Mining firms across the globe could be at risk of losing valuable exploration and operating licences unless they step up their efforts to award work to suppliers in the locality of contracts.
Increasingly, multinationals are shifting their focus towards opportunities in emerging markets as a source of revenue to counter the drop in commodity prices.
Yet in a market survey, less than half (45%) of large buying organizations in the Mining industry said they would be making an extra effort this year to use local suppliers in contracts.
It could mean they risk getting caught out by a raft of new Local Content Development rules, unless they take steps now to upgrade their approach to procurement and managing information about suppliers.
Governments around the world – including in Africa, the Middle East, Australia and South America, have introduced local content development policies that require mining companies to ‘give back’ to local communities via employing and training local people, or investing in infrastructure. This includes the recently updated Broad-Based Black Economic Empowerment (B-BBEE) Act in South Africa includes a requirement to report on the number of black and women-owned SMEs within supply chains.
Firms which fail to comply can be hit by various penalties, including licences being revoked, fines, or commercial restrictions.
The changes have put greater onus on operators to gather accurate data on their supplier base because across all regions, operators must prove they are using a specified percentage of local labour on contracts. This should be supported by other mandatory information such as company name and address, right through to product and service capabilities and compliance.
Yet despite the growing need for data and information about the supply chain, 45% of survey respondents admitted in the same market survey that they are not confident that their data on suppliers of all sizes is accurate.
The market survey was carried out by independent research consultancy IFF, which conducted telephone interviews with 300 procurement professionals from large businesses across the UK, U.S., Brazil, Spain and The Nordics. This included 64 large firms in mining, oil and gas.
It was commissioned by Achilles – a global supplier information company, which works on behalf of more than 40 multinational mining firms to manage information about more than 6,000 suppliers – also ensuring they meet critical standards in compliance and CSR before they are considered for work. Achilles manages Regic – a supplier information community for Latin America and South Europe.
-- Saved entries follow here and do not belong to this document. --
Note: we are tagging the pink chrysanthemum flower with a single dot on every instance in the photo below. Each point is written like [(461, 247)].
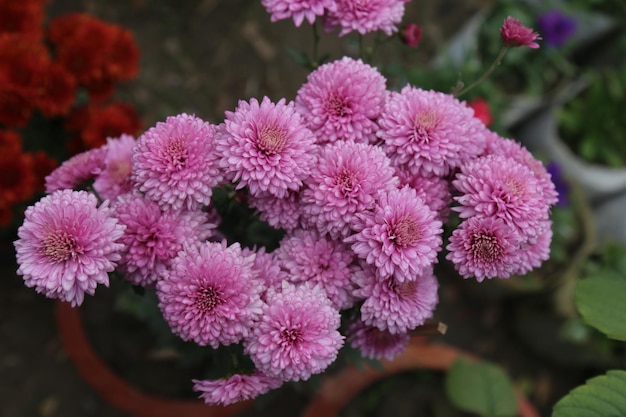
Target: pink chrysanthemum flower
[(429, 132), (115, 180), (374, 343), (366, 16), (211, 294), (514, 33), (67, 245), (280, 213), (508, 147), (397, 307), (433, 190), (298, 10), (266, 147), (306, 256), (345, 181), (484, 247), (236, 388), (297, 334), (401, 236), (495, 185), (532, 254), (175, 163), (341, 100), (154, 237), (73, 172)]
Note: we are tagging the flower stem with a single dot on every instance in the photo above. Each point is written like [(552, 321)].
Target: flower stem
[(316, 42), (485, 75)]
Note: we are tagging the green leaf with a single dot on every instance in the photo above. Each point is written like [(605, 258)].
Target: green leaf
[(600, 300), (482, 388), (600, 396)]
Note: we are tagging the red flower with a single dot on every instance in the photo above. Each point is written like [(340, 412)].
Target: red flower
[(411, 35), (17, 177), (95, 52), (514, 33), (58, 92), (481, 110), (22, 16), (10, 142)]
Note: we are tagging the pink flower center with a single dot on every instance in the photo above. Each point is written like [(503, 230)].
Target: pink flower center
[(347, 182), (405, 232), (271, 140), (176, 154), (60, 246), (119, 170), (290, 337), (486, 248), (207, 298), (422, 125), (338, 106), (404, 289)]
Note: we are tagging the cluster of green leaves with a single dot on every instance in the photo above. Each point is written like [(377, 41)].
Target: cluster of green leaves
[(593, 124)]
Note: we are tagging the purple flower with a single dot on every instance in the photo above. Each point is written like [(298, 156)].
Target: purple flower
[(211, 294), (175, 163), (298, 10), (556, 27), (365, 16), (67, 245), (514, 33), (341, 101), (396, 307), (374, 343), (305, 256), (429, 132), (115, 178), (484, 247), (80, 168), (236, 388), (400, 237), (345, 181), (266, 147), (297, 334), (154, 237)]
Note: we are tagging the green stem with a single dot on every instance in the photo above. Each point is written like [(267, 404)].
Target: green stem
[(485, 75)]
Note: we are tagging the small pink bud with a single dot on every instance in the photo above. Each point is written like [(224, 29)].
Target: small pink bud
[(411, 35), (514, 33)]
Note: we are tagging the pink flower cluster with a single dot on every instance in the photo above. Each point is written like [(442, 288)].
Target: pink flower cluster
[(360, 179)]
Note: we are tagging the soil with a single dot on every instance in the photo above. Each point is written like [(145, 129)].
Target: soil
[(200, 57)]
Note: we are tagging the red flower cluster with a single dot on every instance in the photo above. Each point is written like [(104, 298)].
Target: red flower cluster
[(41, 70), (21, 173)]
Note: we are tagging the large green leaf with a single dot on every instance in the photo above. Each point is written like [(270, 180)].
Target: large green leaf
[(481, 387), (600, 300), (602, 396)]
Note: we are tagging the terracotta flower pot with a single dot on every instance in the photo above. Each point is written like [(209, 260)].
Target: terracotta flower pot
[(114, 389), (334, 394)]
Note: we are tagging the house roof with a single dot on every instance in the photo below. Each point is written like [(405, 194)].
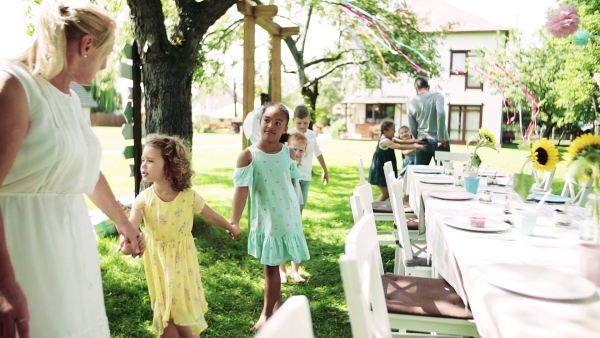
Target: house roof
[(440, 14), (84, 96), (375, 97)]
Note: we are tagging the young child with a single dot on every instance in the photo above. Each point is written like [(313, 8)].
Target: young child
[(298, 144), (265, 170), (407, 154), (302, 120), (170, 261), (385, 152)]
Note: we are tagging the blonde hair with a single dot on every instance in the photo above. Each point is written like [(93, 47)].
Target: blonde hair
[(298, 137), (60, 22)]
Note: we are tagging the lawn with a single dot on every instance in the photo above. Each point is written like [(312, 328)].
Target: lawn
[(233, 280)]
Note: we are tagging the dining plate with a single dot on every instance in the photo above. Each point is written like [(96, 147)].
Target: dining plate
[(538, 281), (462, 222), (437, 180), (427, 171), (452, 195), (552, 198)]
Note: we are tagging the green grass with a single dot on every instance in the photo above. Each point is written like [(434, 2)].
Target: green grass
[(233, 280)]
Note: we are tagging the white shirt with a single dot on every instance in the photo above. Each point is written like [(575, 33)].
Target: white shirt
[(312, 149)]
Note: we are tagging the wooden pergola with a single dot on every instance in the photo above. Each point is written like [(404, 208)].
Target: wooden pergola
[(263, 16)]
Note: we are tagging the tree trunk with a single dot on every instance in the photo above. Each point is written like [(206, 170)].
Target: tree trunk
[(169, 63), (168, 95)]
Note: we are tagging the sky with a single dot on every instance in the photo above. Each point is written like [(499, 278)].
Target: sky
[(525, 15)]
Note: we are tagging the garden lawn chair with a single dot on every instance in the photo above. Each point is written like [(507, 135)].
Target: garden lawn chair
[(441, 156), (579, 198), (377, 304), (361, 170), (291, 320), (410, 257)]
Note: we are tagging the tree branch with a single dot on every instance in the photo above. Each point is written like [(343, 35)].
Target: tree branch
[(326, 59), (332, 69), (306, 28)]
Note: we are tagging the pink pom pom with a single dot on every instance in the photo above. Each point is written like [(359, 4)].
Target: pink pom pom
[(563, 21)]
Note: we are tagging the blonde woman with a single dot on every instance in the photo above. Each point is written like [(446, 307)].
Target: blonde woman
[(50, 283)]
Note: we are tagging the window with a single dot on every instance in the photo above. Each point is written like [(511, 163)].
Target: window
[(464, 122), (377, 113), (458, 66)]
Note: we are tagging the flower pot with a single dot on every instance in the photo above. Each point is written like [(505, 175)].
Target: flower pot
[(589, 262)]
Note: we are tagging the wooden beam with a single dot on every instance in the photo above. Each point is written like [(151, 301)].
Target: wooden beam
[(289, 31), (265, 11), (275, 68), (249, 72), (268, 25), (245, 7)]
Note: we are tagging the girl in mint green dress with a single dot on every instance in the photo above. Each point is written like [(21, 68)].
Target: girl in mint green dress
[(265, 170)]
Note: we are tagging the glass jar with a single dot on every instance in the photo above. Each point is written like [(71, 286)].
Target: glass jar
[(590, 226)]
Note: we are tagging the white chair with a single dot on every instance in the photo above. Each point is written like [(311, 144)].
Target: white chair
[(407, 261), (579, 198), (361, 170), (441, 156), (291, 320), (377, 304)]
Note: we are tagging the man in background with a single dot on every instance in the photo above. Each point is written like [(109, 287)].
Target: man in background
[(427, 118)]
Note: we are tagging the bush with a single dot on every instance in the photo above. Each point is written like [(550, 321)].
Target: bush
[(337, 127)]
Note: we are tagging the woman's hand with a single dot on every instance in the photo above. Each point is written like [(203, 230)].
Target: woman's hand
[(14, 313), (127, 247), (133, 237)]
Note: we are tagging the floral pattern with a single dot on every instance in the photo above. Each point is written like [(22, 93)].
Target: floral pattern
[(171, 265)]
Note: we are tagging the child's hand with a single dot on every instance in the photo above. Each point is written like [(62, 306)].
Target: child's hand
[(127, 248), (235, 230)]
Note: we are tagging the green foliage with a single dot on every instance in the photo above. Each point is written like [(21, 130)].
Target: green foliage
[(553, 70), (104, 92), (337, 127)]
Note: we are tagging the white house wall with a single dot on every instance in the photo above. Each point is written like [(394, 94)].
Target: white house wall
[(453, 86)]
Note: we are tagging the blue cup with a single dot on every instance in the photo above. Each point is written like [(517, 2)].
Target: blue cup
[(472, 184)]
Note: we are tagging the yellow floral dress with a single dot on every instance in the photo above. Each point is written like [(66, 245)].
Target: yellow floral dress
[(171, 260)]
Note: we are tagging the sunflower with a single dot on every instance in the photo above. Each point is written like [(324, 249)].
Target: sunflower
[(487, 134), (544, 155), (582, 145)]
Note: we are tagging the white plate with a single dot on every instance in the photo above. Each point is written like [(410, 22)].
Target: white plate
[(538, 281), (552, 198), (427, 171), (452, 195), (462, 222), (437, 180)]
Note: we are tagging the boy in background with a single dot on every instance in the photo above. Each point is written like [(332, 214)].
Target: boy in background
[(301, 121)]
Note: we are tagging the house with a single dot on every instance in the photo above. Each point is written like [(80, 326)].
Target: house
[(469, 103), (87, 102)]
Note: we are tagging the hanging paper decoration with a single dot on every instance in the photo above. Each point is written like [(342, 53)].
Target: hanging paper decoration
[(370, 19), (563, 21), (581, 37)]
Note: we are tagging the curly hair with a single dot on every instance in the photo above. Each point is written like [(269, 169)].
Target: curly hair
[(178, 169)]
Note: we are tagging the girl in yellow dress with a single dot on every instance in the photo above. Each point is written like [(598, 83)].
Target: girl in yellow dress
[(170, 261)]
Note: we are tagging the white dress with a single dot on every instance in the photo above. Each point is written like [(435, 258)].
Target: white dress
[(49, 234)]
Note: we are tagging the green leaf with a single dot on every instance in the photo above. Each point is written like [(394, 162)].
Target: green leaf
[(523, 183)]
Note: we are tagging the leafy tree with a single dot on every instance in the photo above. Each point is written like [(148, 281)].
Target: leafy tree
[(547, 70)]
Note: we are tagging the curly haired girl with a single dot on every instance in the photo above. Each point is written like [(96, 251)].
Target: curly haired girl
[(171, 262)]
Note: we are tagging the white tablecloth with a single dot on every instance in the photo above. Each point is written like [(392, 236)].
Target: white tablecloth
[(461, 257)]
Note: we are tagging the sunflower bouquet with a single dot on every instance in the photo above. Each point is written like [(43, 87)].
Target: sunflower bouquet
[(583, 160), (543, 155), (483, 139)]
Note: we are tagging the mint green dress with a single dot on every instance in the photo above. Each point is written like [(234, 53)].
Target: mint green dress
[(276, 234)]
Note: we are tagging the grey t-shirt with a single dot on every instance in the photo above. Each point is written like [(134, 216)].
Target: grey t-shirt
[(427, 117)]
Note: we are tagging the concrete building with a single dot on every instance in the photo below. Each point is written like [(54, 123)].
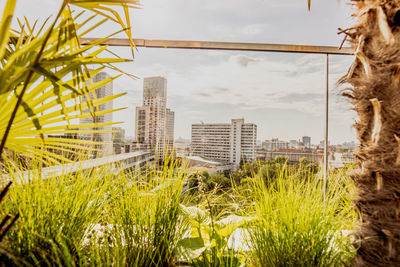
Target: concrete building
[(105, 149), (306, 141), (275, 144), (225, 142), (118, 137), (154, 122)]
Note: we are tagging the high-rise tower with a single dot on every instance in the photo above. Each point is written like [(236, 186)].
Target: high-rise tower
[(154, 124), (106, 148)]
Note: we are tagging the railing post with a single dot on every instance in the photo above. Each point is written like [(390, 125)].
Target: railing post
[(326, 140)]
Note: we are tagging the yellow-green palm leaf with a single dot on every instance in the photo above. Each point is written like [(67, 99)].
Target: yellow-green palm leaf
[(45, 78)]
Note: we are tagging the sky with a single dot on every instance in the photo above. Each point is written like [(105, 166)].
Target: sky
[(282, 93)]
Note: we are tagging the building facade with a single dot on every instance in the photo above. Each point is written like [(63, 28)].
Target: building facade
[(105, 149), (225, 142), (154, 122), (275, 144), (306, 141)]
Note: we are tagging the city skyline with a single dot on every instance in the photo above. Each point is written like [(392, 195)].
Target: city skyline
[(282, 93)]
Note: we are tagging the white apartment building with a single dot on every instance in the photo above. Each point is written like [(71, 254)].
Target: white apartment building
[(106, 149), (275, 144), (154, 122), (225, 142)]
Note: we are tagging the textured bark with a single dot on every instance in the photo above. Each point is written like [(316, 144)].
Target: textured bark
[(375, 93)]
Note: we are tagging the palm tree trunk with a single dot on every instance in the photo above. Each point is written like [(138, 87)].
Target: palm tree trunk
[(375, 93)]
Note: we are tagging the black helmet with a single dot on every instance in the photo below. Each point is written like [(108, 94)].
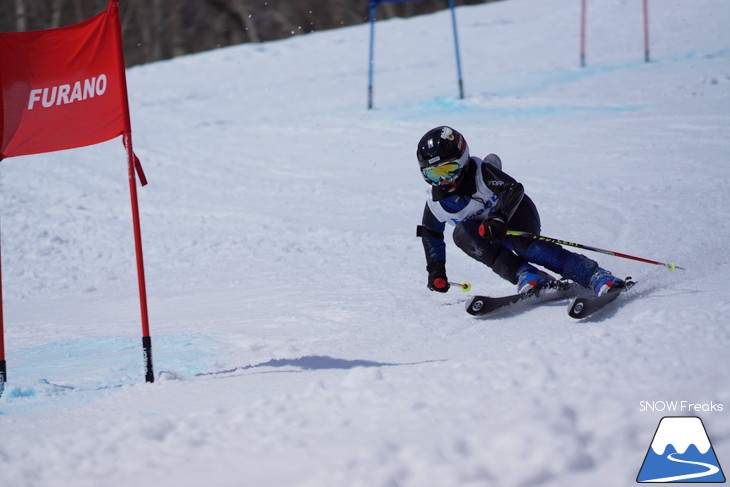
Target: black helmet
[(442, 155)]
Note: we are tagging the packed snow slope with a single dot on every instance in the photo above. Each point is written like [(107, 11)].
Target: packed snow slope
[(294, 340)]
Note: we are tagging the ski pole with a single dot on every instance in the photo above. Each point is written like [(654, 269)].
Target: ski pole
[(517, 233), (464, 286)]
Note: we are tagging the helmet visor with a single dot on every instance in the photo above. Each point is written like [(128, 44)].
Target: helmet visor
[(446, 171)]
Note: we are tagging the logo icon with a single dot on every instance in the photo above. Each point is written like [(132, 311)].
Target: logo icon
[(680, 452)]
It also runs the Oyu Tolgoi SQMS – used by major buying organisations in Hong Kong to manage supplier information, foster local content and deliver ethical and transparent procurement processes.
Gareth Palmer, Achilles Regional Director for the Middle East and Africa, said: “New legislation on Local Content Development is not a ‘nice to have;’ it’s the law.
“Yet this survey showed that some Mining companies face a real challenge in complying, because their supplier information is patchy. Without clear and accurate data on their suppliers, an operator would not be able to distinguish which contractors meet Local Content Development requirements.
“With growing pressure from governments and investors, businesses need to put in place fair and transparent systems for assessing and selecting small and local suppliers.”
There is no doubt it would be a huge burden for any Mining company to start from scratch in terms of adhering to local content development needs.
Gareth added: “In our experience the easiest way for Mining companies to comply with Local Content Development rules is to form communities – working collaboratively to collect non-confidential pre-qualification information from suppliers in all geographies. This enables them to access a ‘pool’ of credible and reputable suppliers, while adhering to local content requirements – wherever in the world they are operating.”